Propping up the news: Journalism funder doubles planned grants for local outlets

NEW YORK (AP) — A group of journalism funders said Wednesday that it would give grants totaling $20 million to 205 small, local news outlets across the country, roughly double what it intended to do when it sought applicants.

Press Forward said it sifted through some 930 applications before settling on its grants. The group said 40% of its new grantees are organizations headed by people of color, and a quarter are serving rural communities.
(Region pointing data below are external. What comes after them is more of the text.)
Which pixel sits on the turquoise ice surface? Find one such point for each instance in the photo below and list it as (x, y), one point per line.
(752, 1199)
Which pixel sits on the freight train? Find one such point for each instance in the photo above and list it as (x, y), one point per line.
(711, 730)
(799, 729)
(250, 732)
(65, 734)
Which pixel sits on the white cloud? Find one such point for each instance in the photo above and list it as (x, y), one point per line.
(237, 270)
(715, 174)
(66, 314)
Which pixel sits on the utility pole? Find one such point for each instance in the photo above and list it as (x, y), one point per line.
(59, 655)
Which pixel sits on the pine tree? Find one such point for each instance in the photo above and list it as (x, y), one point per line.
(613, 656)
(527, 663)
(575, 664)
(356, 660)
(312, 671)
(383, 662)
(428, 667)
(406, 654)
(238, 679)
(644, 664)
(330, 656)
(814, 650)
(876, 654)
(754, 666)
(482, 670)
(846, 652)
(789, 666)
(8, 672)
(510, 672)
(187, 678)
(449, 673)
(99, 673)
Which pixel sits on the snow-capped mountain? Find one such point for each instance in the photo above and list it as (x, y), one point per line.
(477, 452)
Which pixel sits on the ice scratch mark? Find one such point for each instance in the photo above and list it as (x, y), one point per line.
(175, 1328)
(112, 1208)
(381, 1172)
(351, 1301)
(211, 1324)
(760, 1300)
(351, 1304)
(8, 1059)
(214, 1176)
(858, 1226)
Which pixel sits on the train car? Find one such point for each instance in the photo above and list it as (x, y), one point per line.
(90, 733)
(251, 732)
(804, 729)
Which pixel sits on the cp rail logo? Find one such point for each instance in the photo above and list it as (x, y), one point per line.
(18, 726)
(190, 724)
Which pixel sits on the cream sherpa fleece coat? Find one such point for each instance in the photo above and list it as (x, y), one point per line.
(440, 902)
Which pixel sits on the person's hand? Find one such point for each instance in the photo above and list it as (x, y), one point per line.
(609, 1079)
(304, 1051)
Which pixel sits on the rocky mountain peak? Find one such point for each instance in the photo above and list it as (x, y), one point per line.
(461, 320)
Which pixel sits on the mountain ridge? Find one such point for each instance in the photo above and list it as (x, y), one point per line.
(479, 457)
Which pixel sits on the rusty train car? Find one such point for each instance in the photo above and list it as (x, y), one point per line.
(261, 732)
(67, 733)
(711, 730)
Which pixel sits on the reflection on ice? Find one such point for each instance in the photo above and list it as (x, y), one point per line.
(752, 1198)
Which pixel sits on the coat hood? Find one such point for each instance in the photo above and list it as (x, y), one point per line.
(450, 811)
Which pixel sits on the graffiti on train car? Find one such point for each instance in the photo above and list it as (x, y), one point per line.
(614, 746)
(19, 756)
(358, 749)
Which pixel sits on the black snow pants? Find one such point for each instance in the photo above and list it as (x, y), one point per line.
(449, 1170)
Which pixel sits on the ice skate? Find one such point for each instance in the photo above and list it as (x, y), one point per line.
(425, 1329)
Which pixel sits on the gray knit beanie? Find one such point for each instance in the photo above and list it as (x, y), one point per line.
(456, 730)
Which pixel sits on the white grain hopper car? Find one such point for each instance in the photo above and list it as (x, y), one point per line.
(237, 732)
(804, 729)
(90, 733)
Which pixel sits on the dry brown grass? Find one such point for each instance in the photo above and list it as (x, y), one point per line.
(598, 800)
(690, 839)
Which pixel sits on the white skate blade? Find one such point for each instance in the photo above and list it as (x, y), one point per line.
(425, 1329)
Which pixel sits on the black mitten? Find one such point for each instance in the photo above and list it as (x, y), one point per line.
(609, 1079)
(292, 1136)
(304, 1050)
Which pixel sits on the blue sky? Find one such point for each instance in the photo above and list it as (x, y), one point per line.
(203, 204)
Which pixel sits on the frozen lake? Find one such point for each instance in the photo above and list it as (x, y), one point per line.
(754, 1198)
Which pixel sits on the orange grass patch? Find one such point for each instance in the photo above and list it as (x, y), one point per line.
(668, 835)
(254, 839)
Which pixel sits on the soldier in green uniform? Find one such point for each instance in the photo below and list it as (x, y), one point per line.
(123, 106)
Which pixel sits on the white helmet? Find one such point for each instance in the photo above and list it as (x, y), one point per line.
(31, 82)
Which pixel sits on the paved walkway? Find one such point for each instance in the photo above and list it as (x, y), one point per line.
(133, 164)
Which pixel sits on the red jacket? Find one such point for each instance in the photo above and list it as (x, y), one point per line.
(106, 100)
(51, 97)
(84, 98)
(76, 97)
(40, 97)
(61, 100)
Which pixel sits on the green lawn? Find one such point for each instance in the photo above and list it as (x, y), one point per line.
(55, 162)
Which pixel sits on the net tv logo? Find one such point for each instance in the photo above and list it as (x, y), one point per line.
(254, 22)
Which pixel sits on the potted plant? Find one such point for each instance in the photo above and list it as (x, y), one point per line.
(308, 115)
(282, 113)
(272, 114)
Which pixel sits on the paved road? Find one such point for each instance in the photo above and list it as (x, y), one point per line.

Most outlets are getting $100,000 in general operating funds.

That’s real money for organizations like Black Iowa News, founded during COVID to deliver news about the pandemic; the Nome Nugget, a newspaper that covers a wide swath of western Alaska; and Radio Indigena, which tries to connect California’s migrant communities with newscasts delivered in Indigenous languages.

The group doubled its original funding plans because “we felt that the need was now,” said Dale Anglin, president of Press Forward, which raises money and awareness of struggling local news outlets. Outlets with annual budgets of less than $1 million were eligible.

“I think the public only sees the big journalism leaders like The New York Times and Associated Press,” said Anglin. “We forget that small is important, small still exists, even if some of them are hanging on by a thread.”

Thousands of local news outlets across the country have either closed or stripped down staffing due to economic problems over the past two decades, and philanthropies are trying to lend a hand.